Following that discovery, Dean lodged a safety complaint with the FAA, accusing Spirit of using him as a scapegoat and providing false information to the FAA regarding the aft pressure bulkhead defects.

In his complaint, Dean asserted that Spirit initially failed to disclose their knowledge of the aft pressure bulkhead defects to the FAA and the public after his termination.

In November, the FAA responded to Dean’s concerns with a letter indicating that they had conducted an investigation into the safety issues he had raised. While the letter did not divulge specific details, it suggested that Dean’s allegations had merit.

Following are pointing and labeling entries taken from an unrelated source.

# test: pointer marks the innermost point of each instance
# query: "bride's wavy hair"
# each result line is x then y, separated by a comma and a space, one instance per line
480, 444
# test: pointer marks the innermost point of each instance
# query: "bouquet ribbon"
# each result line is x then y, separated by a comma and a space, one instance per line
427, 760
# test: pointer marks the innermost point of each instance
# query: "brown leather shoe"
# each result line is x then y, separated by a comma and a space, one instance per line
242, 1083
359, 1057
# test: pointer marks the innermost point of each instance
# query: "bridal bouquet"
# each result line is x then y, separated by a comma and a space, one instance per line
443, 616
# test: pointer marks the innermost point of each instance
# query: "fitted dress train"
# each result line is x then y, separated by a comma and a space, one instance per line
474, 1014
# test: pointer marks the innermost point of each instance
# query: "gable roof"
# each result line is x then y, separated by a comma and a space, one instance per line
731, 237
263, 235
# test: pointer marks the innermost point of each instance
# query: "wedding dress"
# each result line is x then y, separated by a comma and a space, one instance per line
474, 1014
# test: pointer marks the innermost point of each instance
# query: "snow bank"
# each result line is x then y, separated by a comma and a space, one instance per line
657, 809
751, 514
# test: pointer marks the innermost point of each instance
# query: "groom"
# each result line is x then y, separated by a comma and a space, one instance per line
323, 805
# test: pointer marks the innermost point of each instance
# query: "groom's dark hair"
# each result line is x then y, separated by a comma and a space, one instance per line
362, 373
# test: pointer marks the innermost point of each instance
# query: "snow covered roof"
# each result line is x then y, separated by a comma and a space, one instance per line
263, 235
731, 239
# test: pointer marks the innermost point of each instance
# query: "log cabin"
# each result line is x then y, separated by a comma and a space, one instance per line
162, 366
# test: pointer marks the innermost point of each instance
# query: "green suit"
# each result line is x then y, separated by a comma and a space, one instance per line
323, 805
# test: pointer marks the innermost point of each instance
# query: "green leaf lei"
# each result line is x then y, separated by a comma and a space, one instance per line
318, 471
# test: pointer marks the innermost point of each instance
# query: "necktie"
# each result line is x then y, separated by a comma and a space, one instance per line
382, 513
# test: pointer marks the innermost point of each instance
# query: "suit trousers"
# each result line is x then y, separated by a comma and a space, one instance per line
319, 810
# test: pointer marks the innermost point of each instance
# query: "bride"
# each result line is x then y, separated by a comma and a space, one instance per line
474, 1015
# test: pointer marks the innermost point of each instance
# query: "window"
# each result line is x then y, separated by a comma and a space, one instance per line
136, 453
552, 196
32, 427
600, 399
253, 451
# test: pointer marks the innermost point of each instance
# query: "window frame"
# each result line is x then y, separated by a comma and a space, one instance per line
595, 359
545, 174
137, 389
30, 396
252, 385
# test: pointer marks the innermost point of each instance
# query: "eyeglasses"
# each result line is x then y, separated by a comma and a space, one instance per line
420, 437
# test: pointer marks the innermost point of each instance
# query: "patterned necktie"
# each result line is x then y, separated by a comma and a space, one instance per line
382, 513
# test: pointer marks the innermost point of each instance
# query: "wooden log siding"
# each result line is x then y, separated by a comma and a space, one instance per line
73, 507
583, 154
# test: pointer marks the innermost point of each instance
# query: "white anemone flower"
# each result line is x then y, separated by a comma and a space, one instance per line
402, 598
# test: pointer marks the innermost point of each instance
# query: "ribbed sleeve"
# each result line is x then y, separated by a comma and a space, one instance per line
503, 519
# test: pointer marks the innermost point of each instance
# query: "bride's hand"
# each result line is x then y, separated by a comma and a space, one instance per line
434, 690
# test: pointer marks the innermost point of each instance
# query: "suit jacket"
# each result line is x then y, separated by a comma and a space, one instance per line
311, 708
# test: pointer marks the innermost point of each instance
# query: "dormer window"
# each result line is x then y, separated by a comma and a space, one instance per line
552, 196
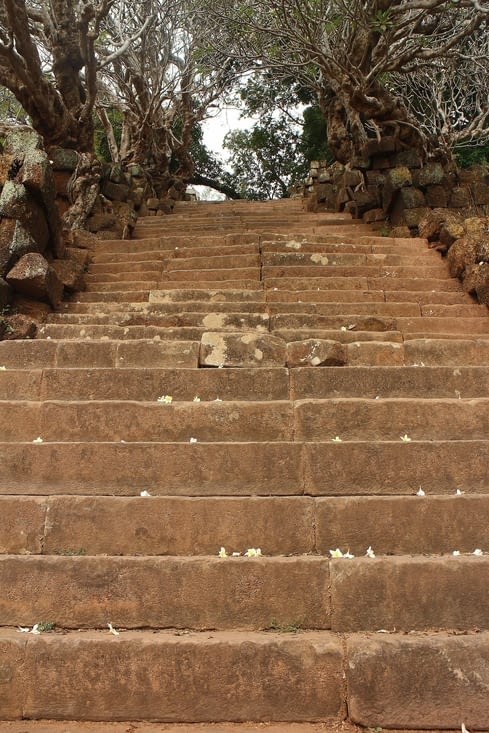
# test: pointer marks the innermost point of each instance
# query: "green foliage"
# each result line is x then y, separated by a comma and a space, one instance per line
468, 155
314, 144
100, 138
266, 159
287, 628
382, 21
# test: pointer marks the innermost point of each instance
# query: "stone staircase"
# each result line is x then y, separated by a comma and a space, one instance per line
243, 376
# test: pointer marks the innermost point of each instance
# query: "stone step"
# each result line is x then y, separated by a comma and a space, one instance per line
241, 383
386, 381
363, 322
392, 272
107, 354
117, 284
52, 726
230, 317
113, 312
170, 592
212, 262
87, 669
377, 419
113, 421
186, 526
166, 333
322, 258
249, 468
145, 384
213, 275
337, 282
345, 595
134, 275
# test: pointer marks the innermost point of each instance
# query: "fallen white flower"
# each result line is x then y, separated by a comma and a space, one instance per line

Simultaneously, Dean pursued an aviation whistleblower complaint with the Department of Labor, alleging wrongful termination and misconduct by senior management at Spirit AeroSystems. This case remained unresolved.

After leaving Spirit, Dean briefly worked at Boeing Wichita before transitioning to another company.

In December, a shareholder lawsuit was filed, alleging that Spirit management had withheld information regarding quality flaws, resulting in harm to stockholders. Dean contributed to the lawsuit by providing a deposition outlining his allegations.

In January, when a panel detached from a Boeing 737 MAX aircraft, drawing renewed attention to quality issues at Spirit, one of Dean’s former colleagues at Spirit corroborated some of his claims.